【これからの見通し】急速に進んだ円高相場も足元では一服、週末に向けた動きを探る
【これからの見通し】急速に進んだ円高相場も足元では一服、週末に向けた動きを探る
今週は急速に円高相場が進行している。ドル円は一時151円台まで下落する場面があった。7月3日につけた161.95近辺の高値から、昨日には151.94近辺まで下落。1カ月に満たない短期間で10円幅の円高進行となった。
いろいろな材料が積み重なった動きとみられるが、米CPIが弱含んだタイミングで2日連続で政府日銀が介入の動きをみせて市場に強烈なパンチを浴びせたことがきっかけとなった。その後は、トランプ発言、バイデンの出馬撤退などが円買い材料にみられた。また、日本側からは、河野デジタル相や自民党の茂木幹事長などから円安に強い懸念が示され、日銀に利上げへの圧力をかけたことも大きな材料だった。
さらに、世界的に株式市場が崩れていることもリスク回避の円買いにつながった。これまで相場をけん引してきた米半導体株などが急反落する事態となり、日経平均も一日で一時1300円超の下落となった。中国の成長鈍化も不透明感を広げ、銅相場や原油などの商品市況が下落した。

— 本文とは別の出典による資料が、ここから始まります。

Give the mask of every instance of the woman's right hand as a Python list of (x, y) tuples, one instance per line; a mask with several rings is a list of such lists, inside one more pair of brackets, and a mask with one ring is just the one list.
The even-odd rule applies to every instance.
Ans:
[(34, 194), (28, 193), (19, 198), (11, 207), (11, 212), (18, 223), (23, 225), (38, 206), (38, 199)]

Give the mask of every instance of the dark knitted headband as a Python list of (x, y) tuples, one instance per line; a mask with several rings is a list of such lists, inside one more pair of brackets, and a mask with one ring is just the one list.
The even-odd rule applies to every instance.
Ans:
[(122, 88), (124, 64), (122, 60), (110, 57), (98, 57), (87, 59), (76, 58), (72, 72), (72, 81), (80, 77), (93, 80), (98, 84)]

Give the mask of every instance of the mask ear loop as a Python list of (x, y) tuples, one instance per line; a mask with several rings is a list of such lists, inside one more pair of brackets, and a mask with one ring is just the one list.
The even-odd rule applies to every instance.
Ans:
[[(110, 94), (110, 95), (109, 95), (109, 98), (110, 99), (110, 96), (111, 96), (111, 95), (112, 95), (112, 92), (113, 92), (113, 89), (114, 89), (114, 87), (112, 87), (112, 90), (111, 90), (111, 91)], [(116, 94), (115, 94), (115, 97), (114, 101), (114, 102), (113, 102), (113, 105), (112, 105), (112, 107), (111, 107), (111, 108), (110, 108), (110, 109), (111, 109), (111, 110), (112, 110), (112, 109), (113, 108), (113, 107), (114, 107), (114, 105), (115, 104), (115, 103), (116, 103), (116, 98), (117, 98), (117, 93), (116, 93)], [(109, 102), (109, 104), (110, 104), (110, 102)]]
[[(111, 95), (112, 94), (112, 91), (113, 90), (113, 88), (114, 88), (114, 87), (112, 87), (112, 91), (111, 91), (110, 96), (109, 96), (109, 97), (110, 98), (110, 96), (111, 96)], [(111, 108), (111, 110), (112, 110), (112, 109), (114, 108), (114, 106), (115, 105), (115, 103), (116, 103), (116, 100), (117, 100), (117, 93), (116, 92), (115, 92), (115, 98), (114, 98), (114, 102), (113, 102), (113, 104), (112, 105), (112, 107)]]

市場ではこれまでの円キャリー取引の巻き戻しが強まったとの見方も出ている。ただ、投機筋の動向をみると、新規の円買いポジション形成の動きもみられている。円安ポジションの調整と円高ポジションの新規作成となると、次第に短期的な円買いポジションが蓄積する面も指摘されている。
昨日は第2四半期の米GDP速報値が発表され、前期比年率+2.8%と市場予想+2.0%を上回った。前回の+1.4%からは倍のペースで成長したことになる。消費の好調さが米経済を支えていた。これを受けて、ドル円は一時154円台まで急速に買い戻された。
きょうは6月の米個人所得・支出、PCEデフレータが発表される。インフレ指標として注目されるPCEデフレータの予想は前年比+2.4%と前回の+2.6%から伸びが鈍化する見込み。コアデフレータは前年比+2.5%と前回の+2.6%から若干の伸び鈍化が見込まれている。結果を確認しつつ、市場の反応を確認したいところだ。
週末調整が加わり、来週の31日には日銀決定会合と米FOMCを控えており、なかなか一方向への動きにはなりにくいものとみられる。ただ、反応の大きさをみることで、ドル円相場の偏りを知るヒントにはなりそうだ。